Urgensi Strategi Nasional untuk Pencegahan Bunuh Diri

Written By gusdurian on Senin, 13 September 2010 | 13.44


Gelisah adalah kata yang paling tepat untuk menggambarkan kondisi psikologis masyarakat Indonesia.


Bangsa ini butuh ventilasi besarbesaran untuk melegakan batinbatin tertekan (baik tertekan secara sadar maupun tidak sadar). Ironisnya, kondisi tertekan ini dapat dirasakan secara vertikal dan horizontal oleh semua kalangan.Oleh karenanya, ibarat waduk yang meluap, segala bentuk ventilasi menjadi bermakna dan dapat menolong nyawa.Contoh saja manfaat dari media jejaring sosial seperti Twitter yang memberikan kesempatan untuk berkeluh kesah tentang tingkah polah para wakil rakyatnya, bermetafora tentang kehidupan pribadinya, bereksperimentasi bebas untuk ciri kepribadiannya, atau ragam lain.
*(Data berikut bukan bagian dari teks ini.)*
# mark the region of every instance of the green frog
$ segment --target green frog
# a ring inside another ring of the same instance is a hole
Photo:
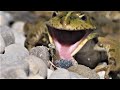
[[[27,34],[25,46],[30,49],[41,41],[47,46],[54,45],[55,60],[73,60],[73,56],[89,40],[97,37],[94,22],[89,15],[81,11],[54,11],[52,18],[41,24],[27,27],[31,30]],[[42,36],[44,38],[41,38]]]
[[[26,36],[25,47],[30,50],[35,46],[47,46],[49,44],[49,37],[45,20],[40,19],[34,22],[27,22],[24,26]]]
[[[97,36],[92,19],[80,11],[58,11],[46,22],[50,43],[56,47],[57,59],[73,60],[73,56]]]
[[[97,66],[95,68],[96,72],[106,71],[105,78],[110,78],[110,72],[120,73],[120,42],[109,35],[106,37],[98,37],[98,44],[96,44],[95,49],[98,51],[106,51],[108,56],[107,66]]]

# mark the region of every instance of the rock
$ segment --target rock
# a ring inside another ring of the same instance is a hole
[[[25,61],[29,63],[29,75],[34,76],[39,74],[39,76],[46,78],[47,77],[47,66],[42,59],[30,55],[25,58]]]
[[[52,72],[48,76],[48,79],[85,79],[85,77],[74,72],[69,72],[67,69],[59,68]]]
[[[60,68],[55,70],[48,79],[70,79],[69,71]]]
[[[82,75],[79,75],[74,72],[69,72],[69,73],[70,73],[70,79],[89,79],[89,78],[85,78]]]
[[[28,63],[11,55],[0,55],[0,78],[25,79],[28,75]]]
[[[6,12],[0,11],[0,26],[8,25],[13,20],[13,17]]]
[[[5,48],[5,54],[21,59],[24,59],[25,57],[29,56],[28,50],[25,47],[18,44],[11,44],[7,46]]]
[[[13,25],[12,25],[12,29],[15,30],[16,32],[19,32],[19,33],[23,33],[24,34],[24,25],[25,25],[25,22],[22,22],[22,21],[16,21]]]
[[[12,25],[12,31],[15,36],[15,43],[24,46],[25,36],[24,36],[24,22],[17,21]]]
[[[12,29],[10,29],[8,26],[0,26],[0,33],[4,39],[5,46],[15,43],[15,37]]]
[[[41,77],[39,74],[37,74],[37,75],[31,75],[31,76],[27,77],[27,79],[44,79],[44,78]]]
[[[69,68],[70,66],[72,66],[72,61],[71,60],[64,60],[64,59],[60,59],[60,60],[55,60],[54,64],[57,66],[57,67],[60,67],[60,68]]]
[[[53,73],[53,70],[48,69],[48,70],[47,70],[47,78],[49,78],[52,73]]]
[[[9,68],[8,70],[2,72],[0,78],[4,79],[26,79],[27,75],[24,70],[20,68]]]
[[[48,61],[49,61],[49,52],[47,47],[45,46],[37,46],[34,47],[30,50],[30,55],[34,55],[38,58],[41,58],[45,64],[48,66]]]
[[[5,50],[5,42],[0,34],[0,54],[2,54]]]
[[[97,73],[100,77],[100,79],[105,79],[104,76],[105,76],[105,71],[101,71],[101,72],[98,72]]]
[[[100,52],[94,50],[95,45],[95,41],[90,40],[83,46],[81,50],[77,52],[76,55],[74,55],[74,58],[78,64],[82,64],[91,69],[94,69],[98,63],[102,61]]]
[[[84,65],[71,66],[70,68],[68,68],[68,70],[71,72],[78,73],[79,75],[82,75],[85,78],[100,79],[100,77],[95,71],[91,70],[89,67],[86,67]]]

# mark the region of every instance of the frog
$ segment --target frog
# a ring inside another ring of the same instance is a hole
[[[97,37],[92,18],[82,11],[55,11],[46,25],[50,43],[56,47],[56,60],[73,60],[75,63],[73,56]]]
[[[62,59],[77,64],[74,55],[88,41],[98,36],[92,18],[82,11],[54,11],[52,17],[42,24],[44,25],[26,25],[26,28],[32,29],[26,30],[28,34],[25,46],[28,49],[35,47],[37,43],[43,41],[40,37],[46,35],[44,39],[47,42],[44,43],[52,51],[53,61]],[[42,42],[41,45],[44,43]]]
[[[99,51],[106,51],[108,56],[108,64],[98,65],[95,68],[96,72],[105,71],[105,79],[110,78],[110,73],[120,73],[120,42],[113,37],[113,35],[108,35],[106,37],[98,37],[99,42],[96,44],[95,48]]]
[[[24,34],[26,36],[24,46],[30,51],[36,46],[48,46],[49,38],[44,19],[34,22],[26,22],[24,25]]]

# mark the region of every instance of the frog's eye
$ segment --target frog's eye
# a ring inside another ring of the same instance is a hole
[[[83,16],[81,17],[81,19],[84,20],[84,21],[86,21],[86,20],[87,20],[87,16],[83,15]]]

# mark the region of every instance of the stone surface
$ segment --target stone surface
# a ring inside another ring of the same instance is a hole
[[[0,26],[0,33],[4,39],[5,46],[15,43],[15,37],[11,28],[8,26]]]
[[[47,78],[49,78],[52,73],[53,73],[53,70],[47,69]]]
[[[24,46],[25,43],[25,36],[24,36],[24,22],[17,21],[12,25],[12,31],[15,36],[15,43]]]
[[[89,78],[89,79],[99,79],[99,75],[91,70],[89,67],[86,67],[84,65],[75,65],[75,66],[71,66],[70,68],[68,68],[69,71],[71,72],[75,72],[78,73],[79,75],[82,75],[85,78]]]
[[[48,79],[70,79],[69,71],[60,68],[55,70]]]
[[[28,63],[11,55],[0,55],[0,78],[24,79],[28,75]]]
[[[34,76],[39,74],[39,76],[46,78],[47,77],[47,66],[42,59],[30,55],[25,58],[25,61],[29,63],[29,75]]]
[[[0,11],[0,26],[8,25],[13,20],[12,15],[9,13]]]
[[[54,72],[50,71],[48,79],[87,79],[87,78],[77,73],[69,72],[67,69],[58,68],[58,70],[55,70]]]
[[[48,66],[48,61],[49,61],[49,52],[47,47],[45,46],[37,46],[34,47],[30,50],[30,55],[34,55],[38,58],[41,58],[45,64]]]
[[[37,75],[28,76],[27,79],[44,79],[44,78],[41,77],[39,74],[37,74]]]
[[[2,54],[5,50],[5,42],[0,34],[0,54]]]
[[[82,75],[79,75],[74,72],[69,72],[69,74],[70,74],[70,79],[89,79],[89,78],[85,78]]]

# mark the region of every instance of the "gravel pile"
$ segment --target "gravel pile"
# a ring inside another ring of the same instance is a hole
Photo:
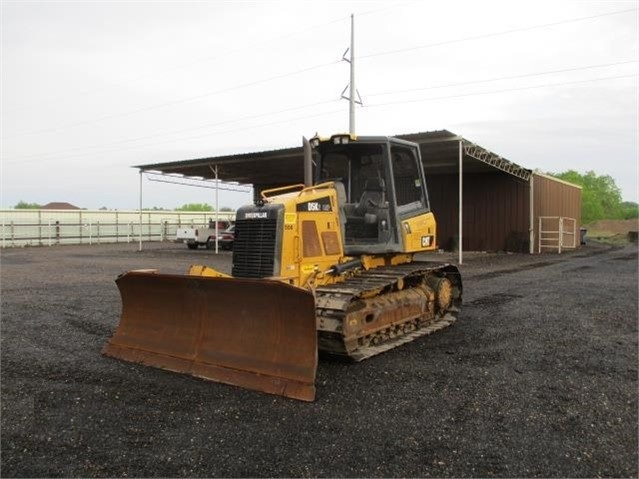
[[[636,245],[467,254],[454,326],[323,359],[314,403],[101,356],[124,270],[230,272],[145,248],[1,252],[3,477],[638,475]]]

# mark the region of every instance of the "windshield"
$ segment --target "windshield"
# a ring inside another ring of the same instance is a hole
[[[347,201],[357,201],[367,182],[381,181],[384,171],[383,144],[324,145],[320,165],[320,181],[341,181]]]

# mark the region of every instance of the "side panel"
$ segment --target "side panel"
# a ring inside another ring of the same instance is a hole
[[[404,252],[417,253],[437,249],[437,224],[433,213],[404,220],[400,227]]]

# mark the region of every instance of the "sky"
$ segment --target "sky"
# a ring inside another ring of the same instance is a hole
[[[3,0],[0,208],[136,209],[134,165],[348,131],[351,15],[357,134],[446,129],[525,168],[610,175],[639,202],[638,8]],[[141,183],[145,208],[215,204],[211,189]]]

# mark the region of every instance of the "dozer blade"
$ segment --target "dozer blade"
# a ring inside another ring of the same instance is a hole
[[[102,353],[303,401],[315,399],[313,295],[279,281],[130,271]]]

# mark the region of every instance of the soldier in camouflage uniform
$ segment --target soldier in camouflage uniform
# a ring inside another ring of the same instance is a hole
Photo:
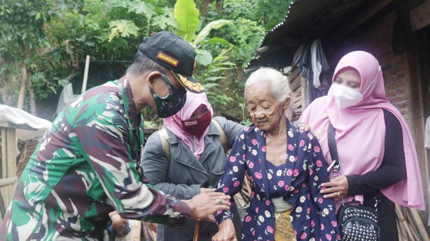
[[[1,240],[103,240],[108,213],[181,227],[229,207],[218,193],[180,201],[142,182],[143,121],[149,105],[165,117],[177,112],[192,77],[195,52],[168,32],[145,38],[125,76],[94,87],[59,114],[19,179]]]

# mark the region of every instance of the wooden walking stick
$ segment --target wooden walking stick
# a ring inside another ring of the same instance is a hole
[[[197,222],[196,222],[193,241],[198,241],[200,240],[200,230],[201,229],[201,224],[203,222],[202,220],[197,220]]]

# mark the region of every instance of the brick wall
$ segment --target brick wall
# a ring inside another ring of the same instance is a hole
[[[395,54],[391,48],[396,18],[396,14],[393,12],[372,23],[365,23],[365,26],[361,30],[342,39],[329,59],[334,68],[337,61],[351,51],[364,50],[373,54],[382,67],[387,96],[409,123],[411,116],[407,104],[409,86],[405,78],[407,57],[405,54]]]

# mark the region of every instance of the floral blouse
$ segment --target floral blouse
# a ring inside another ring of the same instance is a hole
[[[280,196],[294,205],[291,217],[297,240],[340,240],[334,201],[320,193],[321,183],[329,181],[329,176],[318,141],[313,134],[299,131],[289,122],[287,128],[287,160],[278,168],[266,161],[264,132],[253,127],[240,133],[217,191],[233,196],[240,191],[247,171],[252,192],[242,240],[274,240],[275,208],[271,198]],[[232,218],[232,213],[218,211],[216,218],[219,224]]]

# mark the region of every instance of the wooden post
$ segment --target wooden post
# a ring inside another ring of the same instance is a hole
[[[83,72],[83,82],[82,82],[82,90],[81,94],[83,94],[87,89],[87,79],[88,78],[88,69],[90,68],[90,55],[87,55],[85,59],[85,68]]]

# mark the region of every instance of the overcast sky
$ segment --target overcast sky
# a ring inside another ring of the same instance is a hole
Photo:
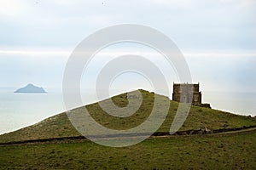
[[[61,88],[67,59],[84,38],[131,23],[172,38],[203,90],[256,92],[255,2],[0,0],[0,87]]]

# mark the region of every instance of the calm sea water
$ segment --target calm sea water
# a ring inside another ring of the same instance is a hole
[[[0,134],[34,124],[66,110],[61,92],[15,94],[15,88],[0,88]],[[85,94],[84,94],[85,95]],[[95,102],[92,94],[91,100]],[[87,98],[90,99],[90,98]],[[213,109],[256,116],[256,94],[203,92],[203,101]]]

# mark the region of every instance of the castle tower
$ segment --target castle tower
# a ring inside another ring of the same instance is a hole
[[[172,100],[181,103],[192,102],[194,105],[201,105],[201,93],[199,91],[199,82],[197,84],[173,82]]]

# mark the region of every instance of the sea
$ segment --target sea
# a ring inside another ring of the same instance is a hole
[[[0,88],[0,134],[35,124],[66,110],[61,90],[47,94],[15,94],[15,88]],[[84,94],[84,105],[96,101],[93,94]],[[212,109],[243,116],[256,116],[256,93],[203,92],[203,103]]]

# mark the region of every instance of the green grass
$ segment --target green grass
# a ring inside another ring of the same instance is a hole
[[[125,148],[85,141],[0,147],[1,169],[255,169],[256,132],[148,139]]]
[[[137,127],[143,122],[150,115],[154,105],[154,94],[144,90],[140,90],[143,95],[143,103],[139,110],[129,117],[121,118],[110,116],[105,113],[99,106],[98,103],[83,106],[72,110],[75,114],[77,111],[83,111],[87,108],[91,116],[102,125],[113,129],[128,129]],[[158,129],[158,132],[169,132],[170,127],[177,112],[178,103],[170,100],[167,97],[160,96],[162,101],[159,106],[159,113],[161,115],[162,108],[166,102],[170,103],[170,109],[166,121]],[[126,94],[123,94],[113,98],[113,102],[124,107],[128,104]],[[158,117],[155,117],[158,118]],[[219,128],[241,128],[244,126],[255,126],[256,118],[235,115],[221,110],[192,106],[189,116],[180,131],[196,130],[206,127],[211,130]],[[67,114],[49,117],[36,125],[30,126],[18,131],[0,135],[0,143],[20,141],[37,139],[49,139],[59,137],[69,137],[80,135],[70,123]]]

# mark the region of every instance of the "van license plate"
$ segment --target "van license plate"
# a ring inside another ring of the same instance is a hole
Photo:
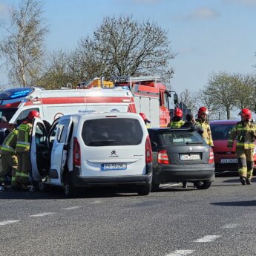
[[[237,158],[223,158],[220,160],[220,163],[237,163]]]
[[[200,155],[199,154],[180,154],[180,160],[200,160],[201,159]]]
[[[112,170],[126,170],[126,163],[102,163],[102,171],[112,171]]]

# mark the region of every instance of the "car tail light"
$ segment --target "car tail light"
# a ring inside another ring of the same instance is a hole
[[[80,145],[76,137],[73,137],[73,163],[75,165],[81,165],[81,151]]]
[[[160,150],[158,151],[157,163],[162,165],[169,165],[169,159],[168,157],[166,149]]]
[[[211,148],[209,163],[214,163],[214,152],[213,152],[213,149]]]
[[[151,143],[149,140],[149,136],[148,135],[145,140],[145,163],[151,163],[152,160]]]

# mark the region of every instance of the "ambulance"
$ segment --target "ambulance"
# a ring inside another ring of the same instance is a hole
[[[49,124],[71,114],[136,113],[132,93],[130,90],[121,88],[88,90],[18,88],[0,92],[0,118],[5,116],[9,124],[17,123],[33,110],[39,111],[41,119]],[[1,127],[7,125],[1,125]]]

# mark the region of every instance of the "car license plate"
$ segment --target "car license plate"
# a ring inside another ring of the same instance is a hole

Walau berkesan sepele, tanpa disadari ada sejumput beban diri yang terlepas di dalam 140 karakter sebuah status Twitter. Namun tidak semua orang bisa terselamatkan nyawanya dengan berventilasi melalui Twitter atau metode sederhana lainnya. Bertepatan dengan HUT International Association for Suicide Prevention (IASP) ke-50, organisasi ini mengimbau agar dunia memperingati World Suicide Prevention Day (WSPD/Hari Pencegahan Bunuh Diri Sedunia) pada 10 September. Kebetulan di Indonesia hari tersebut bertepatan dengan Idul Fitri sehingga resistensi tentang ide bunuh diri dan gangguan jiwa wajar terjadi dan menjadi tidak sinkron dengan hari yang penuh fitrah.

Sinkron atau tidak sinkron hanyalah masalah seremonial karena WSPD ini sungguh sangat relevan untuk diimplementasikan secepatnya. Kasus bunuh diri sepertinya menjadi fenomena yang tidak berkesudahan, terutama berkaitan dengan himpitan ekonomi yang masih menjadi akar muasal permasalahan bangsa. Korban bunuh diri pun cukup acak antara pelaku berjenis kelamin laki-laki dan perempuan atau metode bunuh diri yang digunakan beragam dan terus berkembang.

Data Bunuh Diri

Berdasarkan catatan WHO tahun 2003,setiap tahun terdapat 1 juta orang bunuh diri. Angka ini menunjukkan bahwa angka mortalitas global sebesar 16 per 100.000 atau satu kematian per 40 detik.Angka kematian karena bunuh diri pada negara-negara berkembang telah meningkat stabil akhir-akhir ini. Bunuh diri di banyak negara merupakan tiga penyebab terbesar kematian pada penduduk usia 15–35 tahun. Di Indonesia, kita terbiasa mendengarkan pemberitaan kasus bunuh diri yang teramu banal dan acak tanpa standardisasi nasional. Data nasional di Indonesia mengenai bunuh diri juga belum terkumpul secara resmi.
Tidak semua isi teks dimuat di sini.